The disappointing debut for the “Dirty Harry” star’s film, in which he plays an ageing baseball scout struggling with growing blindness, comes after the 82-year-old’s eyebrow-raising turn at the Republican convention in August.
Eastwood “failed to hit a home run,” said entertainment news website The Wrap, while Deadline Hollywood called it a “big disappointment” for the film icon, who talked to an empty chair and invisible Barack Obama in Tampa.
More broadly others in Tinsel Town will be disappointed at the overall box office takings, which were down nearly 30 percent on the same weekend last year, following a recent trend, Exhibitor Relations noted.
The 3D version of pioneering 2003 animated movie “Finding Nemo” — 3D revivals are arguably another sign of the struggle to entice audiences out to the theater — slipped from second to fourth place, with $9.6 million.
Sci-fi action-thriller “Resident Evil: Retribution,” last week’s number one, fell back to fifth place on earnings of $6.7 million.

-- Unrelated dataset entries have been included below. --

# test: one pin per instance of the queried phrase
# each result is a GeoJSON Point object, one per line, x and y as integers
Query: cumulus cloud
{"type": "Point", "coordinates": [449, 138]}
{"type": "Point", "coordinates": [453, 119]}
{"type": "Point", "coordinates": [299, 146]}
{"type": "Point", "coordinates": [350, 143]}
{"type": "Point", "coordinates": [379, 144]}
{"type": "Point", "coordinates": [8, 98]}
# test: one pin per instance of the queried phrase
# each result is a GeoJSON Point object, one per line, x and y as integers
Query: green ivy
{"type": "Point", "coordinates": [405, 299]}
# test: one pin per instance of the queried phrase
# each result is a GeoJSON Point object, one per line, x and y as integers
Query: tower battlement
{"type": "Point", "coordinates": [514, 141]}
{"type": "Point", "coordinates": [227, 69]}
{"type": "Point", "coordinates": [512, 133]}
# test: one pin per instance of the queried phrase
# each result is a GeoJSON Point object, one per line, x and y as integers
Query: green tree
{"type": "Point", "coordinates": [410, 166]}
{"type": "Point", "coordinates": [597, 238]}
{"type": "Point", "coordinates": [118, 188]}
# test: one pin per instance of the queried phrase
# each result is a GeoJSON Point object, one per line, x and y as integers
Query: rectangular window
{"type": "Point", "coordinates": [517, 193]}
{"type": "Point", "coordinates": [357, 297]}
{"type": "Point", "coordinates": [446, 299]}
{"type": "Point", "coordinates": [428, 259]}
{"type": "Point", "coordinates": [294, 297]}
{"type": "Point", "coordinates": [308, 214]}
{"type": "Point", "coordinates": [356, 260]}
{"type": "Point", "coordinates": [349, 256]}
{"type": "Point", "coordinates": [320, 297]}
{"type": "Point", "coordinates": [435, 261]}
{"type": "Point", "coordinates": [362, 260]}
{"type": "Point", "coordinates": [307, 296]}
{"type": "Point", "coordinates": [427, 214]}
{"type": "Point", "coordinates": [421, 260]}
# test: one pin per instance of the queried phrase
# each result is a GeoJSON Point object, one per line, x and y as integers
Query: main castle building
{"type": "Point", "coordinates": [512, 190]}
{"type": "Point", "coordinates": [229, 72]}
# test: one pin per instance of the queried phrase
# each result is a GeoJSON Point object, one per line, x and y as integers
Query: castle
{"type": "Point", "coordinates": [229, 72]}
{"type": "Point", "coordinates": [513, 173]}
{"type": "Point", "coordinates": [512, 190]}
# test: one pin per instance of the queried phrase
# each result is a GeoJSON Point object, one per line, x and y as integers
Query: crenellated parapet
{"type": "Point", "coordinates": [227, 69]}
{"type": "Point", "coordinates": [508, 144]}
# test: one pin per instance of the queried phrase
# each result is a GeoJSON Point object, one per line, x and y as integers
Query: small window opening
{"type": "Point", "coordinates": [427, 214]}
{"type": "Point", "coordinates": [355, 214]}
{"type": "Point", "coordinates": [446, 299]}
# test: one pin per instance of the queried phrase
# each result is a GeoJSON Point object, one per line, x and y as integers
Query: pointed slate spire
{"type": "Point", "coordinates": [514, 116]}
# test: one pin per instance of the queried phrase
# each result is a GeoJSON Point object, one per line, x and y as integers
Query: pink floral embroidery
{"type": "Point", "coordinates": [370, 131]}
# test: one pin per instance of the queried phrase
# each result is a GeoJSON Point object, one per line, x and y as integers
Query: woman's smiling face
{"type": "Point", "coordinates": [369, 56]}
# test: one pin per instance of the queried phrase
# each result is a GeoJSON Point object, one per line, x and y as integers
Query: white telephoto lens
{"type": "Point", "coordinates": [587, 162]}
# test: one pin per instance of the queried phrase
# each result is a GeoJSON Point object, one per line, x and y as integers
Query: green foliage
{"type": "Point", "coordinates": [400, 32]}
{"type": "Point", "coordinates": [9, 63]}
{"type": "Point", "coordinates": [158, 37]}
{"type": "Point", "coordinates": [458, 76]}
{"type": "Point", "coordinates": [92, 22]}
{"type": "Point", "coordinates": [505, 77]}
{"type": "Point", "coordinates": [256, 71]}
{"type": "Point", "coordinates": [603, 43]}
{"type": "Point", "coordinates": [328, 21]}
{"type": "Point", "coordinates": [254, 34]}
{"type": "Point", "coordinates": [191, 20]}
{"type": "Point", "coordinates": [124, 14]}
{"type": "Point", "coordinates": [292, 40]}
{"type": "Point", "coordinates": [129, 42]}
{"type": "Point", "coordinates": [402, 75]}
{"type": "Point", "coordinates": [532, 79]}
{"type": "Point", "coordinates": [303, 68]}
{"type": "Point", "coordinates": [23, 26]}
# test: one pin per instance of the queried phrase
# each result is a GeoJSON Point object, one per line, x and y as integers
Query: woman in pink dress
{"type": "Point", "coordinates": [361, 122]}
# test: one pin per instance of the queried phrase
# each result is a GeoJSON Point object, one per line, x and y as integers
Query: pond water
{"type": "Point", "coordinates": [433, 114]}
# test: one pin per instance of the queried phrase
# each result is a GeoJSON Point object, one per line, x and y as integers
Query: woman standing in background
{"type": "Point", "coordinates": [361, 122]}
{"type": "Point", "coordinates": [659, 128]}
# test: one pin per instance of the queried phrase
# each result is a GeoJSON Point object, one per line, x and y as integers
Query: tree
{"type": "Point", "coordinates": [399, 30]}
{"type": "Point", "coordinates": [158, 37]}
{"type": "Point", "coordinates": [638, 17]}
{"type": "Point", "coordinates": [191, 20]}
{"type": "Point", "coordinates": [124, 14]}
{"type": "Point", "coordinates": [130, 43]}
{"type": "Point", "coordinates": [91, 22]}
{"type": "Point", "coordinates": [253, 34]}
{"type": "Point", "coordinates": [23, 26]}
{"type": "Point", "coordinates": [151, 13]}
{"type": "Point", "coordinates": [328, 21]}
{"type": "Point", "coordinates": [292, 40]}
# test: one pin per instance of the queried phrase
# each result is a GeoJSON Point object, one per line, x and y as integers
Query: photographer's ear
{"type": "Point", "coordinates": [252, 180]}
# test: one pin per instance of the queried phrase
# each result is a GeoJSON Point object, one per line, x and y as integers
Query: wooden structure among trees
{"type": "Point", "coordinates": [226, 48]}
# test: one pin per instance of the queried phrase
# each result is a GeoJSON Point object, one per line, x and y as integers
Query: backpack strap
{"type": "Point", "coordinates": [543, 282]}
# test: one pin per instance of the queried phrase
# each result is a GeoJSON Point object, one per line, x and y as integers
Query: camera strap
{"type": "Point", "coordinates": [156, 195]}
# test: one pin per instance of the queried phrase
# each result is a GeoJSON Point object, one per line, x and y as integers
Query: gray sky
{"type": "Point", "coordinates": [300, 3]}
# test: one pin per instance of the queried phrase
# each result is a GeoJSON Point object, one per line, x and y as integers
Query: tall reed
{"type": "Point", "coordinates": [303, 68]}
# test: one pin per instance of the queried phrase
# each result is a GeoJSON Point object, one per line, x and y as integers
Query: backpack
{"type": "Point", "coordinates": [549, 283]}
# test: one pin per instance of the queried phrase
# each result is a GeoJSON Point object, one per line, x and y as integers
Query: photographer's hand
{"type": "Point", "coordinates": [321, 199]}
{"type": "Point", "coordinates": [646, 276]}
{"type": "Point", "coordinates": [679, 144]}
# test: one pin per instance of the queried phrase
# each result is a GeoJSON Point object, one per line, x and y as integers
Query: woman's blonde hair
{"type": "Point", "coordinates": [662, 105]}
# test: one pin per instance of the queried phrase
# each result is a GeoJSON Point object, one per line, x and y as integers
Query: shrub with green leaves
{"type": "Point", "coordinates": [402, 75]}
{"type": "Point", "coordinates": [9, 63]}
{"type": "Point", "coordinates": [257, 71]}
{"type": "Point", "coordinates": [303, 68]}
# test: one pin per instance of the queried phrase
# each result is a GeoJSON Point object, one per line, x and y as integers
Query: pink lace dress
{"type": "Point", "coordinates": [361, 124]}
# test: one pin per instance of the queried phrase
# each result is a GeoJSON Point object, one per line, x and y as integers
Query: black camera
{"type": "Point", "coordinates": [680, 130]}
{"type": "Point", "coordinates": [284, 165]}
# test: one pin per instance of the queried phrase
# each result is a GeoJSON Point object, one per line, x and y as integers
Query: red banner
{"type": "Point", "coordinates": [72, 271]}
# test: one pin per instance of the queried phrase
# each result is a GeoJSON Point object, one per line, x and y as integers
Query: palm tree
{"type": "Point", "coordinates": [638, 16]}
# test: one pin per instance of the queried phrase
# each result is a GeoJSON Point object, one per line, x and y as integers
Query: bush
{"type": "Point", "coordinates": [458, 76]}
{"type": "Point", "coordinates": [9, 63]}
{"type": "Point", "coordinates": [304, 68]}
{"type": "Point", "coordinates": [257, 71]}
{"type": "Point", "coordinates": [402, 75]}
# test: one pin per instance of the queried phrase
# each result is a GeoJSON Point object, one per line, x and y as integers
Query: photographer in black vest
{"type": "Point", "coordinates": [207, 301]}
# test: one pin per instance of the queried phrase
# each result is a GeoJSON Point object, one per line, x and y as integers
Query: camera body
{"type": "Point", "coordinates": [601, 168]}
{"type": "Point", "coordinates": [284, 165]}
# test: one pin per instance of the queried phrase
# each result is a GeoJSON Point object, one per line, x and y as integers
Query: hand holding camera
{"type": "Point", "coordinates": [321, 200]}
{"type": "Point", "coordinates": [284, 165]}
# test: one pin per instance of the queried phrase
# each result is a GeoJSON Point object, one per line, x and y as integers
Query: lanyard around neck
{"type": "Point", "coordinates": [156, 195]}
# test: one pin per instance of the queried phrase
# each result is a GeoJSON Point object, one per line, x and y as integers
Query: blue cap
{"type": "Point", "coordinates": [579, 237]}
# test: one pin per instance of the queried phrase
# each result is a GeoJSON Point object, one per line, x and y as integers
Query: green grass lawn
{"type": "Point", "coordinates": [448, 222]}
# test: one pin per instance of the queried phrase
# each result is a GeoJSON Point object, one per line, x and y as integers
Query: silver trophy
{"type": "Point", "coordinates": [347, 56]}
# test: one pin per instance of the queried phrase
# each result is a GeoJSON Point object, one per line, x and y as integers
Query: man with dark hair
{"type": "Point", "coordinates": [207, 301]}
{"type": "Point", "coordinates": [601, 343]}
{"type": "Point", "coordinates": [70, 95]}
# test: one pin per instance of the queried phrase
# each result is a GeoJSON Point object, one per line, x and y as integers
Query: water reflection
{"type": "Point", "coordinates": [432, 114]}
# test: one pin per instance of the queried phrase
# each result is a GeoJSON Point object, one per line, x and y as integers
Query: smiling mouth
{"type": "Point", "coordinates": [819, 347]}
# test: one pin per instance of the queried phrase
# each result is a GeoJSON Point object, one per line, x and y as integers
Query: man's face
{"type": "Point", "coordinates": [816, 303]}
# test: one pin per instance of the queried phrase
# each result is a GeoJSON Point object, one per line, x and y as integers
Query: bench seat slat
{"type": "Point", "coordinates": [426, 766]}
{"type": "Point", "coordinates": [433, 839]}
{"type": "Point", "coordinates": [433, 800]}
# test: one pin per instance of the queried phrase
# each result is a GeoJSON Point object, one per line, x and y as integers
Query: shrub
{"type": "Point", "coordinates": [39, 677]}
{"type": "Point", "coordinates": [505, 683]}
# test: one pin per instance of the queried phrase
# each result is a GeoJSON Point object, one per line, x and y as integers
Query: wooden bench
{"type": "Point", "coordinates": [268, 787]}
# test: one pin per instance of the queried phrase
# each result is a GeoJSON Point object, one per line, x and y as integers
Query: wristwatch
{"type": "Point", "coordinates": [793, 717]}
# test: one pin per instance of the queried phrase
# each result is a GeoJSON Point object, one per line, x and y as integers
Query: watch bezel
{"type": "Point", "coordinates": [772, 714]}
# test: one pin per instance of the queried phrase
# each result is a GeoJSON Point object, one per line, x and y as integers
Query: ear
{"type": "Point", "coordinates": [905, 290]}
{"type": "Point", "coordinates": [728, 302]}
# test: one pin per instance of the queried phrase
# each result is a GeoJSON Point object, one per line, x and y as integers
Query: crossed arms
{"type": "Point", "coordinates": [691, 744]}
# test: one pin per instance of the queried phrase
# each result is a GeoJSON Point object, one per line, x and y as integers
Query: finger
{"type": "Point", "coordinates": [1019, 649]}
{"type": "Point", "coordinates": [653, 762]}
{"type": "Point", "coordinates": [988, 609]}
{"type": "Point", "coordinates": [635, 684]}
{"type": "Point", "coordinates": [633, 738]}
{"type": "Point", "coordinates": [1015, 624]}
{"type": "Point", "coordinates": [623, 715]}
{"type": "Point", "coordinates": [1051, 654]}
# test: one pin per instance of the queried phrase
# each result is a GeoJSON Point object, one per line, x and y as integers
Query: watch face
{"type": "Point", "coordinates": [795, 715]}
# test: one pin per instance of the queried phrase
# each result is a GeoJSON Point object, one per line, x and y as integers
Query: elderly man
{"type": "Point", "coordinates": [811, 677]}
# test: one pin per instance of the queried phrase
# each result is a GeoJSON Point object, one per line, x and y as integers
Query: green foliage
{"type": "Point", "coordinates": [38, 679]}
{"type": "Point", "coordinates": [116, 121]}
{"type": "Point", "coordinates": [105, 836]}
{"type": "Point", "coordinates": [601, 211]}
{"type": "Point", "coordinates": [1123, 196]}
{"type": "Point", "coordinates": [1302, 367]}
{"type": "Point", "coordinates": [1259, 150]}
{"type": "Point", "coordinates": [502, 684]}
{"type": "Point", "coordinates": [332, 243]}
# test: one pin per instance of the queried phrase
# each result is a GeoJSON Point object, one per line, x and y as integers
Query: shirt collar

“Dredd,” a 3D production based on the comic strip Judge Dredd and its eponymous character, earned $6.3 million on its opening weekend, enough for sixth spot in the standings.
“The Master,” a drama about a World War II naval veteran, starring Philip Seymour Hoffman and Joaquin Phoenix, jumped from a lowly 19th to seventh place this week on earnings of $4.4 million.
But “The Possession,” a supernatural thriller starring Kyra Sedgwick, fell from third last week to eighth place, with $2.6 million in takings.
Rounding out the top 10 were “ParaNorman,” an animated movie about a boy who can speak to the dead in ninth with $2.3 million, and Depression-era gangster tale “Lawless,” with just under $2.3 million.